Reputation: 12529
I have a pandas column that contains rows of words that are surrounded in quotes, brackets or nothing, like this:
"cxxx"
[asdfasd]
asdfasdf
[asdf]
"asdf"
My problem is that the below code is stripping the first and last characters from the elements that don't have quotes or brackets and I'm not sure why.
def keyword_cleanup(x):
if "\"" or "[" in x:
return x[1:-1]
else:
return x
csv["Keyword"] = csv["Keyword"].apply(keyword_cleanup)
Upvotes: 1
Views: 574
Reputation: 880547
if "\"" or "[" in x:
should be
if "\"" in x or "[" in x: # x must contain a left bracket or double-quote.
or
if x.startswith(('"', '[')): # x must start with a left-braket or double-quote
since Python parses the former as
if ("\"") or ("[" in x):
due to the in
operator binding more tightly than or
. (See Python operator precedence.)
Since any non-empty string such as "\""
has boolean truth value True
, the if-statement
's condition is always True, and that is why
keyword_cleanup
was always returning x[1:-1]
.
However, also note that Pandas has string operators builtin. Using them will be far faster than using apply
to call a custom Python function for each item in the Series.

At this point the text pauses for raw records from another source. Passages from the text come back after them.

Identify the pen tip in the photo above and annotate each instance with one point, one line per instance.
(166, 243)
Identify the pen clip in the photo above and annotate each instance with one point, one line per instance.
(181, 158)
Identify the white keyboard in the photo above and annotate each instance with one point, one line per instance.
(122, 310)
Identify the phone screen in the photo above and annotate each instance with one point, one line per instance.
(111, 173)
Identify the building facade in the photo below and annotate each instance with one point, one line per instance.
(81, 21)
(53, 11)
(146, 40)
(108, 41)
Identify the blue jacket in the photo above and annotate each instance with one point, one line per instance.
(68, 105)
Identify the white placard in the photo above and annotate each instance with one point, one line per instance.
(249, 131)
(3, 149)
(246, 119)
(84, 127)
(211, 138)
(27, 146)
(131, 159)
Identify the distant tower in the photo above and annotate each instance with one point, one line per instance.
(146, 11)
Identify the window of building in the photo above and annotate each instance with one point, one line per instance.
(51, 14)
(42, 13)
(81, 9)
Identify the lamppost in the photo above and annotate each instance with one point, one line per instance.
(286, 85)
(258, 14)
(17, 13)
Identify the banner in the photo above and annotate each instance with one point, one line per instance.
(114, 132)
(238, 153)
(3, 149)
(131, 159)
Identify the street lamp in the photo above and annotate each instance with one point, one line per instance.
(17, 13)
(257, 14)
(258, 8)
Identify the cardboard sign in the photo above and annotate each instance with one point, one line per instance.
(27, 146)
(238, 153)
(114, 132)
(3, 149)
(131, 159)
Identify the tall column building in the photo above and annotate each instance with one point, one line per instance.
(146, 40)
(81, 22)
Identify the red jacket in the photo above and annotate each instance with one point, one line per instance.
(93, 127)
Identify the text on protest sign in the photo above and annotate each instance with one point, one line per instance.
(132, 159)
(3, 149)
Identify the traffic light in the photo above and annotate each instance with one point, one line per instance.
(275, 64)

In [136]: s = pd.Series(['"cxxx"', '[asdfasd]', 'asdfasdf', '[asdf]', '"asdf"'])
In [137]: s.str.replace(r'^["[](.*)[]"]$', r'\1')
Out[137]:
0 cxxx
1 asdfasd
2 asdfasdf
3 asdf
4 asdf
dtype: object
If you want to strip all brackets or double quotes from both ends of each string, you could instead use
In [144]: s.str.strip('["]')
Out[144]:
0 cxxx
1 asdfasd
2 asdfasdf
3 asdf
4 asdf
dtype: object
Upvotes: 3